I had a need to create a string “Linkify” function for a web site that I am working on; a function that takes a string, parses it for URL’s, and replaces those URL’s with HTML anchors. The end result is when the string is passed to a web client it would allow the user to browse to the URL.

I started out thinking that it could be done with some simple string manipulation, but quickly realized that finding the end of a URL was not trivial. It then occurred to me that Regular Expressions would solve the problem from my experience with Perl. Regular expressions are exceedingly powerful, but with its’ power comes complexity.

The .NET framework has a namespace dedicated to Regular Expressions: System.Text.RegularExpressions. The RegEx class has a constructor that takes a pattern and options as parameters. The RegEx.Matches(string) method takes a string as an input and returns a MatchCollection, which contains a lot of buried information. For my purposes I was able to avoid having to drill down deep into the collections contained within the object, but it’s good to know that it has the ability to capture the individual groups that a pattern returns.

The trickiest part for me, was recalling how to construct a pattern for this type of query. RegEx pattern syntax is a language of its own, that takes me time to wrap my head around every time I need to work with Regular Expressions, which is not all too often.

So how did I overcome my cerebrally-challenged problem? In searching on Live.com… incidentally in Windows Vista, by default, hit the Windows key, type your search word(s), press the down arrow and press enter… I came across a free 3rd party tool Regular Expression Designer by Rad Software, (this tool is not endorsed by Microsoft) that helped me to quickly construct and try out the pattern that I needed. It also has a handy quick reference to show the meaning of the esoteric symbols used in RegEx patterns.

Construction of the pattern

Anything within parentheses in a RegEx pattern is called a “group.” In this application want 3 groups; the first: the protocol, the second: the domain, and the third: the path. For the protocol group we want to find an occurrence of http or and ftp. The | operator indicates an Or, followed by the literal ://. The domain group is one or more matches + that do not contain a forward slash, a carriage return, a close paren, or a quote mark [^/\r\n\")], note that some are escaped by preceding backslashes, and the path group needs to have zero or more matches * that begin with a forward slash , but not a carriage return, close paren or a quote mark [^\r\n)\"], and lastly we want to find *all* matches in the string with a ?

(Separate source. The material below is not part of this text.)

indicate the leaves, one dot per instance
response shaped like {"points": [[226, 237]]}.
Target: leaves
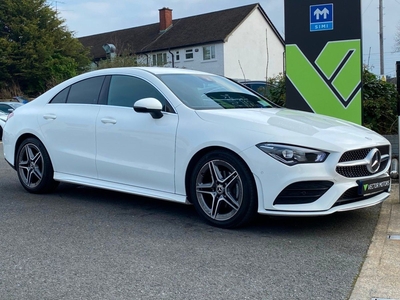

Putting it all together we arrive at this: "(http|ftp)://([^/\r\n\")]+)(/[^\r\n\")]*)?"

We could have given the groups friendly names as in: "(?<protocol>http|ftp)://(<?<domain>[^/\r\n\")]+)(?<path>/[^\r\n\")]*)?", if we had wanted to access the individual values by name, for some other purpose. Without assigning names, by default, the groups are numbered in order of occurrence within the pattern starting with 0.

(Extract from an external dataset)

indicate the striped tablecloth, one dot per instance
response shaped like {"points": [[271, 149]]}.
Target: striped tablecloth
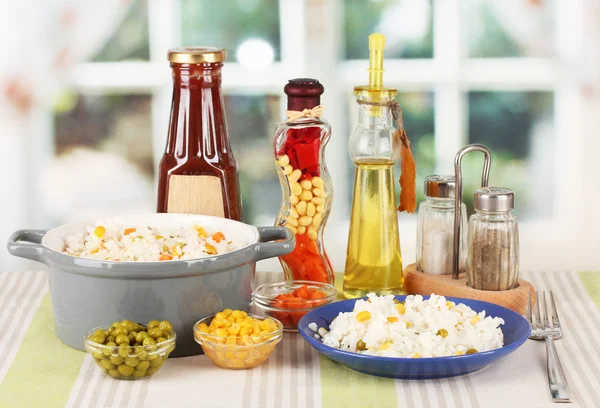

Following is a method call that wraps it all up:

using System.Text.RegularExpressions;

/// <summary>

/// This method takes a string and looks for URL’s within it.

/// If a URL is found it makes a HTML Anchor out of it and embeds it

/// in the output string. This method assumes that we are not passing

/// in HTML. This method would have to be revised to support that.

/// </summary>

/// <param name="input"></param>

/// <returns>Clickified String</returns>

public static string LinkifyString(string input)

{

     Regex regex = new Regex("(http|ftp)://([^/\r\n)\"]+)(/[^\r\n)\"]*)?", RegexOptions.IgnoreCase);

     MatchCollection mc = regex.Matches(input);

     foreach (Match m in mc)

     {

          string url = m.Value;

          string link = Globals.CreateAnchorTargetBlank(url, url);

          input = input.Replace(url, link);

     }

     return input;

}

public static string CreateAnchorTargetBlank(string href, string description)

{

     return string.Format("<a href=\"{0}\" target=\"_blank\">{1}</a>", href, description);

}

MSDN has some RegEx examples that may be worth taking a look at.

Be advised that this LinkifyString function will corrupt HTML if you pass an HTML’ified string to it, since we are not checking for anchor elements surrounding the URL’s. To do this one would have to add additional groups that ignore matches inside anchors. i.e. <a href=” https://www.foo.com”>https://www.foo.com</a>.

-Hans Hugli